Monday, February 13, 2012

A place for anger and bitterness

            Anger is not looked at too positively in our society. Bitterness is considered even worse. Activists, particularly indigenous rights activists or feminists, are sometimes called angry or bitter - and when they are, it's not a compliment.
            I agree that some activists are angry or bitter. But I don't see this necessarily as a bad thing. In fact, often it's that anger and bitterness that fuels their activism. It's that anger and bitterness that gives them the motivation to change things for the better.
            Anger and bitterness don't usually spring up from nowhere. They are cultivated when conditions are unjust or unfair - or at least perceived that way. I think there's a cry behind every angry or bitter person that says, 'this isn't the way the world was meant to be.'
            Now admittedly some people hold onto anger and bitterness when there really is no need for it. Their ideas of what's fair are heavily slanted to what they want. Often people see any bad treatment towards themselves as unfair, but fail to see how what they want would be unfair for someone else.
            But often it is warranted. Sometimes life really is unfair. It was unfair that people were captured and made slaves. It was unfair that people were treated as second-class citizens simply because of the colour of their skin. It was unfair that Europeans thought they could take the Australian Aboriginal peoples' land just because they wanted it and it wasn't being cultivated according to European ideas. It was unfair that women could not own their own property, go to university or vote.
            I could go on. Our history is filled with situations where people were treated unfairly.
            And where there are real situations of injustice, I believe anger is not only an acceptable response, but a desirable one.
            What's the alternative? We shrug our shoulders, say 'well life isn't fair' and continue on as we always have.
            Many of the situations listed above have been changed (even if they still might have some way to go before real justice is happening). And they weren't changed by apathetic people. They were changed by angry, maybe even bitter, people. And I say thank God for their anger and bitterness.
            While the situations above may have been changed, there are still many unjust conditions in the world. It is not fair that some of us get to live in luxury while people in other countries starve. It is not fair that people in western countries are conditioned to desire many "things", which neither they nor the earth can afford. It is not fair that we treat economic growth as more important than a healthy planet for future generations. It is not fair that our natural resources, the diversity of our plant and animal life and places of natural beauty are disappearing, so that those who come after us will not have the same opportunity to enjoy them as we do. It is not fair that our whole society seems to be centred on what we spend or buy, leaving those with little money feeling worthless. And it is not fair that, at the same time, the take-home pay of many people is getting less and less as companies seek to increase profit.
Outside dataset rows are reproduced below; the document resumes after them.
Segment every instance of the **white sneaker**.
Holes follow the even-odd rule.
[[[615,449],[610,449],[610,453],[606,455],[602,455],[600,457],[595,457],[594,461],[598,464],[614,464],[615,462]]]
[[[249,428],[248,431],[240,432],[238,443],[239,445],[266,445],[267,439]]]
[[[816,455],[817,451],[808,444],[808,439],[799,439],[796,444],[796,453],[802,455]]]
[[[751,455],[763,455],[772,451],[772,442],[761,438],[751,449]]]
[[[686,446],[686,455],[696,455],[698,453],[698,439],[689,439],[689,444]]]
            Maybe I'm just bitter because I don't earn a lot. Maybe I'm just angry because this society fails to place the same value on nature as I do. Maybe I'm too busy dreaming of a better world that doesn't exist and I should just realise that this is the way life is and I better put up with it.
            I am angry. Truth be told, I'm even a little bitter. But I believe that anger and bitterness is telling me something. It's telling me that this may be the way the world is, but it's not the way it was meant to be.
            I am a woman. I vote, go to university and own my own house (even if it is mortgaged). We take all those things for granted now. But once upon a time, they were only a dream. Some people saw the way the world was and said that's not the way the world is meant to be. Maybe they were angry. Maybe they were bitter. But if it wasn't for their anger and bitterness, would they have even imagined a different world than the one they lived in? Or even if they did, would they have tried so hard to change things?
            Of course, just because someone is angry doesn't give them the excuse to act out their anger in a negative way. When we think angry, we often think violence (whether physical or verbal). And it is very easy, when we are angry or bitter, to act inappropriately. But anger can also be expressed in peaceful and loving ways. No matter how angry we are with people, we should still show them love and compassion.
            Some people have trouble accepting an angry God. They prefer the loving God to the angry one. But to me, a loving God has to be angry. How could a loving God see what we are doing and just not care? When faced with injustice, what other response is there but anger? A loving God cannot be apathetic or indifferent. And what exactly would a caring response look like if it didn't involve anger of some sort?
            Bitter, no. That's a human failing. But maybe we can use our bitterness to identify situations of injustice in our own world. And maybe we should learn to listen to other people's bitterness, instead of seeing it as something they just need to get rid of. And when we're angry, or other people are angry, maybe we should at least ask ourselves whether God might be angry too. Maybe the different world we imagine is not quite so impossible after all. Maybe the reason we think this isn't the way it should be is because it's not the way God wants it to be. He is just waiting for someone to get angry enough to do something about it.